Enforcement Of Patents Or Patentability Requirements Relating To Trips In Malaysia

Whether Malaysia had/has some issues re-enforcement of patents or patentability requirement relating to TRIPS?

Malaysia is a signatory to the Agreement on Trade Related Aspects of Intellectual Property Rights (TRIPS), and has been since 1995 when Malaysia became a member of the World Trade Organization (WTO). The major points of TRIPS are covered in the Malaysian Patents Act (1983) & Regulations as follows :

Malaysia makes patents available for any inventions, whether products or processes, in all fields of technology without discrimination, subject to the normal tests of novelty, inventiveness and industrial applicability. Accordingly Malaysian legislation provides that patents be available and patent rights enjoyable without discrimination as to the place of invention and whether products are imported or locally produced (equivalent to Article 27.1 TRIPS).


In Malaysia, non-patentable inventions include inventions contrary to ordre public or morality, and those inventions which contain information that may be prejudicial to the nation. Also excluded from patentability are diagnostic therapeutic and surgical methods for the treatment of humans or animals (TRIPS Article 27.3(a)). Plants and animal varieties or essentially biological processes for the production of plants and animals, other than man- made living microorganisms, microbiological processes and the products of such processes, are also excluded.

The recent passing of the Protection of New Plant Varieties Bill 2004 has allowed Malaysia to accede to TRIPS article 27.3 (b) and gives breeders of new varieties of plants and seeds the right to receive legislative protection.


The exclusive rights conferred to the owner of a patent in Malaysia include the right to exploit the patented invention; to assign or transmit the patent; and to conclude license contracts. The rights given to product patents cover making, using, offering for sale, selling, and importing for these purposes. Process patent protection rights cover not only use of the process but also products obtained directly by the process. Patent owners also have the right to assign, or transfer by succession, the patent and to conclude licensing contracts (TRIPS Article 28).

Limited exceptions to the rules do exist in Malaysia, such as the rights not extending to those acts done only for scientific research, or to the use of the patented invention on any foreign vessel, aircraft, spacecraft or land vehicle temporarily in Malaysia. Such exceptions do not unreasonably conflict with a normal exploitation of the patent and do not unreasonably prejudice the legitimate interests of the patent owner, taking account of the legitimate interests of third parties (TRIPS Article 30).

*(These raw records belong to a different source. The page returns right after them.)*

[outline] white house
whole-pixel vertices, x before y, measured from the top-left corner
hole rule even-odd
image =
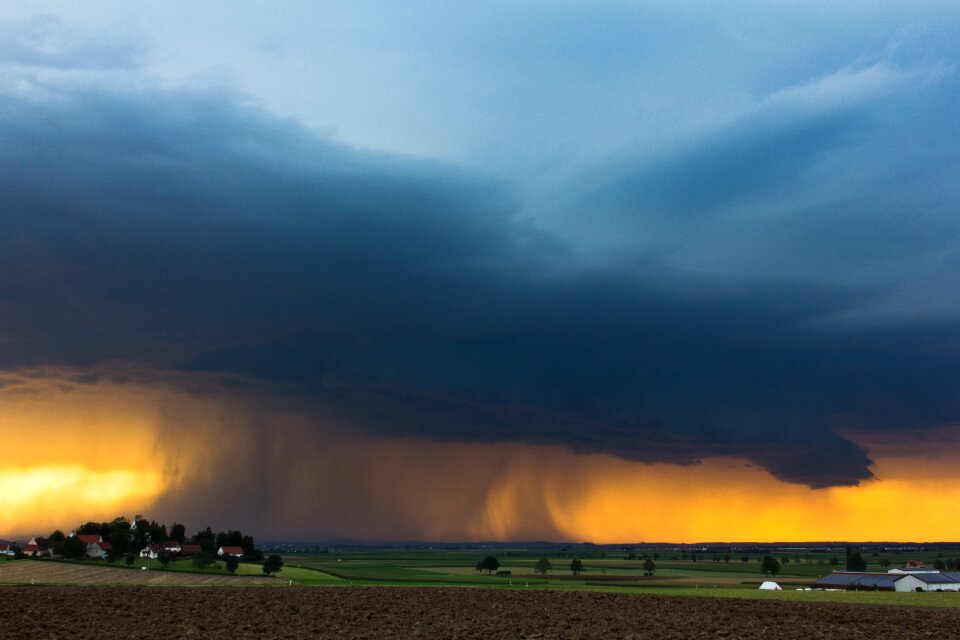
[[[150,558],[151,560],[156,560],[160,557],[160,552],[163,551],[163,547],[158,544],[148,544],[143,549],[140,550],[141,558]]]
[[[0,542],[0,556],[12,556],[13,553],[13,543],[12,542]]]
[[[243,547],[220,547],[217,549],[217,555],[221,558],[224,556],[240,558],[243,556]]]
[[[87,545],[87,557],[105,560],[112,547],[109,542],[101,540],[100,542],[91,542]]]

In accordance with TRIPS Article 33, the term of protection available in Malaysia is a period of 20 years counted from the filing date, for all patents filed after 1" August 2001.article 33.

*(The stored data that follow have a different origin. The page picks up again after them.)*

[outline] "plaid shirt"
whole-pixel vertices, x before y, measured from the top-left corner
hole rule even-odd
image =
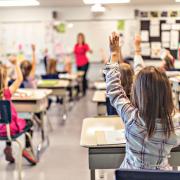
[[[135,66],[140,70],[142,59],[136,58]],[[148,139],[144,120],[121,86],[119,65],[107,64],[104,73],[107,96],[125,124],[126,155],[120,168],[169,169],[171,149],[180,145],[180,114],[173,117],[175,133],[169,139],[164,135],[160,119],[157,119],[154,135]]]

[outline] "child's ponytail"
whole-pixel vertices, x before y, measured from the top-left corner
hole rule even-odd
[[[7,78],[6,67],[0,64],[0,100],[3,100],[3,92],[5,88],[6,78]]]

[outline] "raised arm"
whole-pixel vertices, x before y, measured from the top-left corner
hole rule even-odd
[[[15,56],[11,56],[9,58],[10,62],[15,66],[15,72],[17,75],[16,80],[13,82],[13,84],[9,87],[9,90],[11,94],[14,94],[16,90],[20,87],[22,81],[23,81],[23,75],[19,66],[19,63],[17,62],[17,59]]]
[[[109,38],[111,60],[105,67],[107,96],[111,104],[116,108],[118,114],[127,124],[133,120],[136,114],[136,109],[127,98],[126,93],[121,85],[120,70],[119,70],[119,37],[113,33]]]
[[[135,74],[138,74],[139,71],[145,67],[144,60],[141,55],[141,37],[140,37],[140,35],[135,36],[134,46],[135,46],[134,72],[135,72]]]
[[[30,77],[34,79],[36,72],[36,46],[32,44],[32,70],[30,72]]]

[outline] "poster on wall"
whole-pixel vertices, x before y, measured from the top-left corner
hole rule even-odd
[[[162,42],[162,47],[169,49],[170,48],[170,42]]]
[[[150,25],[150,37],[159,37],[160,36],[160,25],[159,21],[151,20]]]
[[[141,40],[142,41],[149,41],[149,31],[141,31]]]
[[[150,56],[151,55],[151,48],[149,43],[141,43],[142,55],[143,56]]]
[[[179,45],[179,31],[172,30],[171,31],[171,43],[170,49],[177,50]]]
[[[124,20],[119,20],[117,22],[117,30],[119,30],[119,31],[125,30],[125,21]]]
[[[170,32],[169,31],[163,31],[162,32],[161,41],[162,42],[170,42]]]
[[[165,24],[163,23],[161,26],[162,31],[169,31],[171,30],[171,24]]]

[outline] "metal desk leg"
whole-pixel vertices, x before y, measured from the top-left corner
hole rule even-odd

Invalidation, infringement and revocation rulings are possible in Malaysia.

Malaysian patent applications must be disclosed in a manner sufficiently clear and complete for the invention to be carried out by a person skilled in the art and requires the applicant to indicate the best mode for carrying out the invention known to the inventor at the filing date or, in cases where priority is claimed, at the priority date of the application (TRIPS Article 29.1).

TRIPS Article 34 is covered in Malaysia as the Court overseeing an infringement case has the right to order the defendant to prove the act in question does not constitute an infringement, by for example proving that the process to obtain an identical product is different from a patented process, where certain conditions indicating a likelihood that the protected process was used are met.


The Malaysian Patents Act does provide for compulsory licensing, but such licenses are made subject to conditions aimed at protecting the legitimate interests of the right holder. Where there is a national emergency or where the public interest in particular, national security, nutrition, health or the development of other vital sectors of the national economy as determined by the Government, or where a judicial or relevant authority has determined that the manner of exploitation by the owner of the patent or his licensee is anti-competitive, the Minister may decided to allow a Government agency or a third party the rights to exploit a patented invention. In cases not involving anti¬competitive practice, conditions include the requirement to pay adequate remuneration in the circumstances of each case, taking into account the economic value of the licence; and a requirement that decisions be subject to judicial or other independent review by a distinct higher authority. the Act also allows for importation of patented products that are already in the other countries' market (parallel import). Article 31.


In Malaysia, to date there is no provision on data exclusivity to comply with TRIPS Article 39.3 that directly addresses the issue of Data Exclusivity for pharmaceuticals even though the Parliament of Malaysia has already passed amendments to several acts, such as the Copyright Act the Patent Act, and the Trademarks Act.

The Malaysian government is on working towards the complete implementation of TRIPS.